Q: Is Rivet still maintained? A: Yes. The GitHub repo was last updated in June 2026, the project is MIT-licensed, and it has 4,599 stars with 378 forks. Cai GoGwilt and Andy Brenneke (both from Ironclad) are still active contributors, and the Discord has ongoing community discussion.

Q: Can I use Rivet with local / open-source LLMs? A: The model picker supports any OpenAI-compatible endpoint, so you can point it at LocalAI, vLLM, or Ollama’s OpenAI-compatible mode. There’s no first-class Anthropic-API local model support, but the OpenAI path covers most open-source inference servers.

Q: How does Rivet compare to LangChain or LlamaIndex? A: LangChain and LlamaIndex are code-first libraries; Rivet is a visual-first IDE with a code runtime. If your team is comfortable in Python and prefers version-controlled code, LangChain/LlamaIndex is a more natural fit. If your prompts are complex enough that you’re losing track of which branch goes where, the visual graph approach can be a real productivity win.
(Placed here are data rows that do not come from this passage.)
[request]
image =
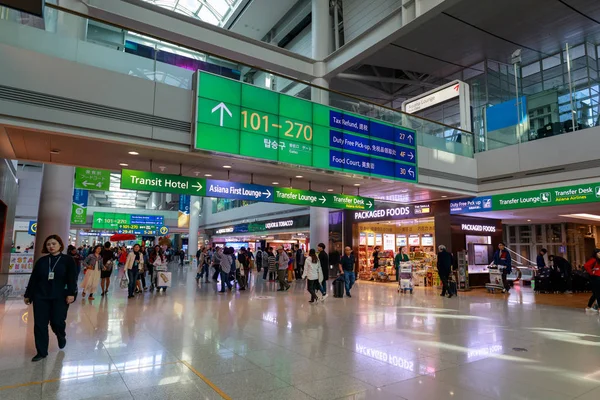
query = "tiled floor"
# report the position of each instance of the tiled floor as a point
(191, 343)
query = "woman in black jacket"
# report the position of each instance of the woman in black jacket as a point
(52, 287)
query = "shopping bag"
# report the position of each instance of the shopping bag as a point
(163, 279)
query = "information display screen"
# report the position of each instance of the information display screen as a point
(263, 124)
(128, 223)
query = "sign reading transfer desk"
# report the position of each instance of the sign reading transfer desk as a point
(153, 182)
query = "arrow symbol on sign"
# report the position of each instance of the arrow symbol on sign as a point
(223, 107)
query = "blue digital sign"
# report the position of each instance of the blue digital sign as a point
(371, 147)
(472, 205)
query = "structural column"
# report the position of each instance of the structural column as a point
(54, 212)
(322, 36)
(195, 202)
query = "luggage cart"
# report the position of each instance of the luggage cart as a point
(495, 279)
(405, 282)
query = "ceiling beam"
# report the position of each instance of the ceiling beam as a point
(162, 24)
(368, 78)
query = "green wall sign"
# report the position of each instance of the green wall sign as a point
(263, 124)
(564, 195)
(92, 179)
(154, 182)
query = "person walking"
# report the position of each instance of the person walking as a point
(203, 261)
(108, 259)
(216, 261)
(324, 261)
(347, 264)
(72, 251)
(133, 265)
(93, 264)
(444, 266)
(52, 287)
(502, 259)
(400, 258)
(592, 266)
(314, 273)
(225, 259)
(282, 265)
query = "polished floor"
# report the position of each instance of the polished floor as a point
(191, 343)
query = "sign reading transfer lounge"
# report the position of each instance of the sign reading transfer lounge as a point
(154, 182)
(564, 195)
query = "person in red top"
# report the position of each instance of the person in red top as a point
(593, 268)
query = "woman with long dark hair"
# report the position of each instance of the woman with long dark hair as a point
(133, 266)
(52, 287)
(93, 264)
(314, 274)
(593, 268)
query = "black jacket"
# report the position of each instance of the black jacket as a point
(324, 260)
(445, 262)
(64, 283)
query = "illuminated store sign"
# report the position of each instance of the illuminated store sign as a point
(478, 228)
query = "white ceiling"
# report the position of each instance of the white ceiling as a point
(474, 30)
(27, 145)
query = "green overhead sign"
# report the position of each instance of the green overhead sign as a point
(564, 195)
(241, 119)
(154, 182)
(92, 179)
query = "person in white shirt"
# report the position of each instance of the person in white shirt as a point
(314, 274)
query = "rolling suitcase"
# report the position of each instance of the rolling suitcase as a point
(338, 288)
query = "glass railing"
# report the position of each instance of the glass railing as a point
(67, 36)
(557, 94)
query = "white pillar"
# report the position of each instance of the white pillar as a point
(56, 198)
(195, 202)
(319, 226)
(321, 48)
(321, 30)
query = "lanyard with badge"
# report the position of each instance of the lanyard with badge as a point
(52, 268)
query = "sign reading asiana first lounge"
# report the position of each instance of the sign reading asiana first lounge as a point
(564, 195)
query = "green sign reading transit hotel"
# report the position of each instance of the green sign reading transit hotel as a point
(154, 182)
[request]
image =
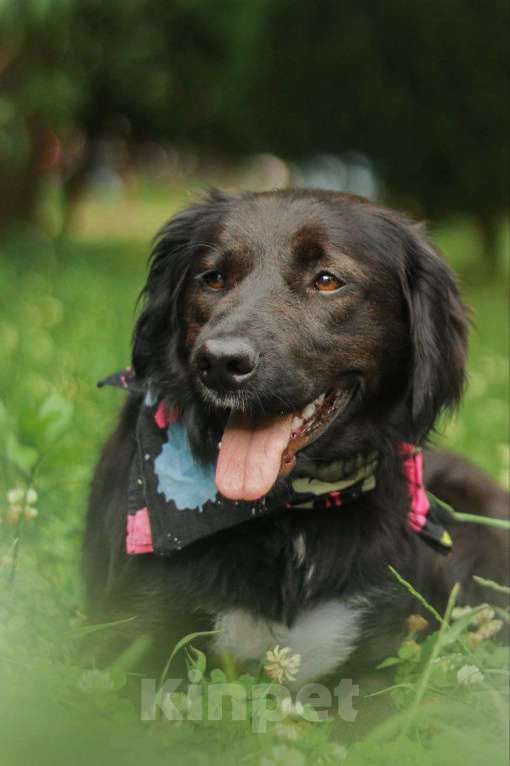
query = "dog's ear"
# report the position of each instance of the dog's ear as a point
(438, 327)
(170, 260)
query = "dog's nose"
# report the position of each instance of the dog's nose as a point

Q: Can I run Rivet graphs in a serverless function? A: Yes, with caveats. The @ironclad/rivet-core package is pure TypeScript and runs anywhere Node does. For Cloudflare Workers or Deno, you may need to bundle carefully because of Node built-ins. The remote debugger doesn’t work in serverless (no long-lived TCP listener), but the graph execution itself is fine.

Q: Is there a hosted version of Rivet? A: No. The desktop app and the runtime are the only offerings. There’s no Rivet Cloud. If you want a hosted prompt-graph IDE, VectorShift and Langflow are similar concepts with hosted options.

Q: What license is Rivet released under? A: MIT. You can use it commercially, modify it, and self-host the runtime without restrictions.

Q: Does Rivet support Claude 3.5 / GPT-4o / other recent models? A: The model picker is provider-and-model-name based, so any model exposed by OpenAI, Anthropic, or AssemblyAI is selectable. New models from those providers typically work the day they’re released, since the integration is just a thin API wrapper.

Conclusion

Rivet is one of the more mature open-source tools for building LLM applications as visual graphs. The combination of a desktop IDE, a TypeScript runtime, YAML-based version control, and a remote debugger is unusual — most prompt-chain tools are either pure code (LangChain) or pure visual (Flowise) without bridging the two.

It’s not for everyone: if your prompts are simple linear chains, or if your team is allergic to Electron, the value over a hand-rolled TypeScript prompt runner is marginal. But for teams building production LLM features where prompt changes need to be reviewable, agents need scoped tool access, and developers need to debug live traffic, Rivet’s design hits a sweet spot that few other tools do.

Worth a serious look if you’re building anything beyond a one-shot prompt wrapper — and a clear case for keeping the rivet.ironcladapp.com bookmark in your AI tools folder.